Faut-il s'inquiéter de ce relâchement ?
Ce n'est que mon opinion en tant que citoyenne, mais je pense que nous avons été déconfinés un peu vite, un peu tôt. Je ne suis toutefois pas sûre que ces comportements observés hier durent. Ils étaient peut-être des moments d'égarement. Quand vous levez une cloche au-dessus de quelque chose, cela explose, et c'est en quelque sorte ce qui s'est passé hier.
C'est une réaction de survie. Ces personnes se disent 'je suis vivant'.
Lise Bourdeau-Lepageà franceinfo
Mais n'oublions pas que ces mêmes personnes ont accepté le confinement. Les gens ont conscience des risques d'une deuxième vague. Ils ne veulent pas être vecteurs de ces nouvelles contaminations.
Ces images montrent des comportements naturels, et peut-être quelque part rassurants : dans une crise comme celle-ci, nous sommes restés des êtres humains qui ont besoin de contacts avec l'autre et de sociabilité directe. La sociabilité virtuelle est extrêmement difficile pour certains.
Des personnes critiquent ouvertement ces attitudes, à peine sortis du confinement. Pour quelles raisons porte-t-on ces jugements envers les autres ?
Un ensemble de la population a en effet réagi très fort. C'est un processus normal. Ces gens-là n'ont fait qu'exprimer leur propre peur, attisée pendant le confinement par les discours publics. Le vocabulaire employé pendant cette période a fait peur – en évoquant les gestes barrières, et non des gestes de protection, en disant que "nous sommes en guerre", en donnant un ordre "Restez chez vous" et non "Restons chez nous". L'autre est devenu un danger. Ce vocabulaire a ainsi pu entraîner un clivage dans la société, une moindre solidarité et une plus grande intolérance.
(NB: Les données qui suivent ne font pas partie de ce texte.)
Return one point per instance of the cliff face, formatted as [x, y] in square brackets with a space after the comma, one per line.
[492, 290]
Leur peur est aussi économique. Ces personnes ont sûrement très mal vécu elles-mêmes le confinement et ne veulent surtout pas être reconfinées. Voilà pourquoi elles veulent que ces comportements de relâchement cessent.
Comment limiter ces comportements et ainsi leurs conséquences ?
Il est possible que ces images montrent aussi une réaction à ce discours de peur et de sécurité. Le mieux est d’expliquer le pourquoi du comment : avoir un discours clair, transparent et argumenté. Il faut éviter d’avoir un discours guerrier, de mise en danger, qui génère ces surréactions des individus.
N'est-il pas possible d'avoir un vocabulaire qui apaise, qui permet de mieux faire comprendre les choses ? De comprendre que oui, je ne suis pas personnellement en danger, mais qu'en agissant comme cela, je peux mettre d'autres personnes en danger.